The six largest Islamist rebel factions in Syria declared a new Islamic Front on Friday, forming the largest alliance of opposition fighters yet in the 2 1/2-year conflict.
Syria's fractious rebel forces have tried many times to unify their ranks and failed. Islamist rebel commanders said their new union would not only seek to oust President Bashar al-Assad but establish an Islamic state.
"This independent political, military and social formation aims to topple the Assad regime completely and build an Islamic state where the sovereignty of God almighty alone will be our reference and ruler," said Ahmed Eissa, who heads the Suqour al-Sham brigades.
The merger undermines the secular Free Syrian Army (FSA) leadership, once seen as a symbolic umbrella leadership for all the rebels but weakened by infighting and defections.
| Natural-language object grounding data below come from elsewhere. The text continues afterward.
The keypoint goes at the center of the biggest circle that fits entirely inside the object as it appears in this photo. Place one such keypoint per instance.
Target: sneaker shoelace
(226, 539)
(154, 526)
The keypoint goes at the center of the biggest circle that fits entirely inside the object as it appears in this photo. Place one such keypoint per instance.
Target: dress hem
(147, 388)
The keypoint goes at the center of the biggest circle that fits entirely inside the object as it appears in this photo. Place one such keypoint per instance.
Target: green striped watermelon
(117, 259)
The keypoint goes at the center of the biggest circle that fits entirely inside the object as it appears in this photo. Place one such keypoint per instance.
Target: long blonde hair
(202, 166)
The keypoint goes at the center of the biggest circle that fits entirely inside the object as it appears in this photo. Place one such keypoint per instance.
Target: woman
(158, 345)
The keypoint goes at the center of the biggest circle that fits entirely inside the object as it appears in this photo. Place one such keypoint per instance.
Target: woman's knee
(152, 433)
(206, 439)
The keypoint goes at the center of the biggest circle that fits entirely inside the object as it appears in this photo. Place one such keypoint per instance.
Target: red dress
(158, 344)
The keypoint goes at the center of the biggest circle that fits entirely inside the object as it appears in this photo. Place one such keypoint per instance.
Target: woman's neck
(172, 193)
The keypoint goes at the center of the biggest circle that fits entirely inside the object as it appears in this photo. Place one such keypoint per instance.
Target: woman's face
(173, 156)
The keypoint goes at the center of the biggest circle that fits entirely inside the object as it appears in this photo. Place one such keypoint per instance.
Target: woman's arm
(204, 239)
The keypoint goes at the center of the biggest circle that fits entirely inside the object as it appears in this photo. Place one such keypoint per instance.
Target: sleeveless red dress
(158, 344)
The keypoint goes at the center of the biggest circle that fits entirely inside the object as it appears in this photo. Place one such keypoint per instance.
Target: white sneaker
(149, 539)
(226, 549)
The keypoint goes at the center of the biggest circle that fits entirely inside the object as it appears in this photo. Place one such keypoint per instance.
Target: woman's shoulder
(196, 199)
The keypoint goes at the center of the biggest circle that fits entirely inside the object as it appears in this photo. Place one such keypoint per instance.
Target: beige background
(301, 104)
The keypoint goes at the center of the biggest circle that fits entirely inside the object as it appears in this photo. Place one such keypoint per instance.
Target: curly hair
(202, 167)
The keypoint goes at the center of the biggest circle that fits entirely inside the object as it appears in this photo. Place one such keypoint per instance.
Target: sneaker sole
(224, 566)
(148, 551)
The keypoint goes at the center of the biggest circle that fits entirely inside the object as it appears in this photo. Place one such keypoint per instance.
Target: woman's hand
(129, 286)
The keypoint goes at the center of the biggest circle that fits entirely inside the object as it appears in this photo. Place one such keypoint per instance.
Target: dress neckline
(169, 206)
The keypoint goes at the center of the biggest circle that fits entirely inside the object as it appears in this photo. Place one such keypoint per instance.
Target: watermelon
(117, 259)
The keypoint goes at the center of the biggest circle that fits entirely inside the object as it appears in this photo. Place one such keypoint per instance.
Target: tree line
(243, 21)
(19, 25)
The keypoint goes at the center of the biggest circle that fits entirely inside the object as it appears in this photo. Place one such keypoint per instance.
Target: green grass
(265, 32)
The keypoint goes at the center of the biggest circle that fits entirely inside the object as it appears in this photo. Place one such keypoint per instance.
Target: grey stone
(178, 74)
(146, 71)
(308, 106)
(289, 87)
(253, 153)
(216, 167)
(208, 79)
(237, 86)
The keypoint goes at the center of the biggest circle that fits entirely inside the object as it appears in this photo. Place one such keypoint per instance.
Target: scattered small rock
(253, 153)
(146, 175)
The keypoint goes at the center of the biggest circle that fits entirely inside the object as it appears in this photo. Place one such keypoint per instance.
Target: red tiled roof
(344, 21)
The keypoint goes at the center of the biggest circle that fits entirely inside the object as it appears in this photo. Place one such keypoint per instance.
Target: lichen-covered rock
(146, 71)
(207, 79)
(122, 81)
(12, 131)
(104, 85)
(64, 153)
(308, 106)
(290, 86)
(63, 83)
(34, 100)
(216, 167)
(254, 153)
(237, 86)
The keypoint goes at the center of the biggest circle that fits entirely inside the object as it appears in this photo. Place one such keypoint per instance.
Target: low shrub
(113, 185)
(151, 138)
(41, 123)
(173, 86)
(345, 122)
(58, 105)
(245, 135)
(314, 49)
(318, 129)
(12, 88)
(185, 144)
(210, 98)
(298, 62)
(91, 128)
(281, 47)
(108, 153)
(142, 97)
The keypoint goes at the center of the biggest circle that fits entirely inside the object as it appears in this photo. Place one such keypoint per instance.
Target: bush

It could also challenge the ascendance of Al-Qaeda-linked factions, who have grown increasingly powerful as other rebel groups have weakened.
Among the main groups that joined the front are powerful, countrywide forces such as Ahrar al-Sham, Suqour al-Sham and Islamic Army. The Tawhid Brigade, which spearheaded the August 2012 offensive that saw rebels take large swathes of the city of Aleppo and other parts northern Syria, was another leading member. The groups are not seen as being as hard-line as the Al-Qaeda-linked rebels.
Meanwhile, a fierce battle for control of a Syrian military base near the northern, opposition-held city of Raqqa has killed 24 rebels so far but the government troops have maintained their hold on the complex, the Britain-based Syrian Observatory for Human Rights said Friday.
Sporadic clashes also ensued Friday at the facility, known as Base 17 because it houses the Syrian army's 17th Brigade, said the Observatory's chief, Rami Abdurrahman.
Since Syria's crisis erupted in March 2011, the rebels have gained control of much of the territory in the country's north along the border with Turkey, but in February, Raqqa became the first city to fall entirely into rebel hands.
In recent months, however, Assad's troops have gained the upper hand on the battlefield, pushing rebel fighters out of a string of opposition strongholds around the capital, Damascus.
Earlier this week, the army also took two towns and a military base outside the northern city of Aleppo, Syria's largest urban center that has been carved up between government- and rebel-held areas since last year.
And on Tuesday, government troops captured the key town of Qara near the Lebanese border during an ongoing offensive in the mountainous western region of Syria. The operation is aimed at cutting off rebel supply lines to Lebanon and cementing Assad's hold on a key corridor from the capital to the Mediterranean coast.
Syria's conflict, now approaching its third year, has killed 120,000 people. The crisis started as a peaceful uprising against Assad but deteriorated into all-out civil war after a brutal government crackdown on dissent. In the past year, the fighting has taken increasingly sectarian overtones, pitting mostly Sunni Muslim rebels against Assad's ruling elite that is predominantly made up of Alawites, an offshoot sect of Shia Islam.
Also Friday, government troops shelled the village of Bebela, killing five people, including a child, the Observatory said. The village lies along the region's main north-south highway, between two towns where intense clashes were also underway.
In a bid to secure the highway and cut rebel supply lines, Assad's forces pressed ahead with their week-long offensive in the Qalamoun hills.
Rebel forces in the area are led by fighters from two Al-Qaeda-linked groups, Jabhat al-Nusra and the Islamic State in Iraq and the Levant, the Observatory said.
In the central city of Homs, Syria's third-largest, rebels fired mortar rounds at government positions but hit a central hotel, killing one man and wounding six on Friday, the state SANA news agency said.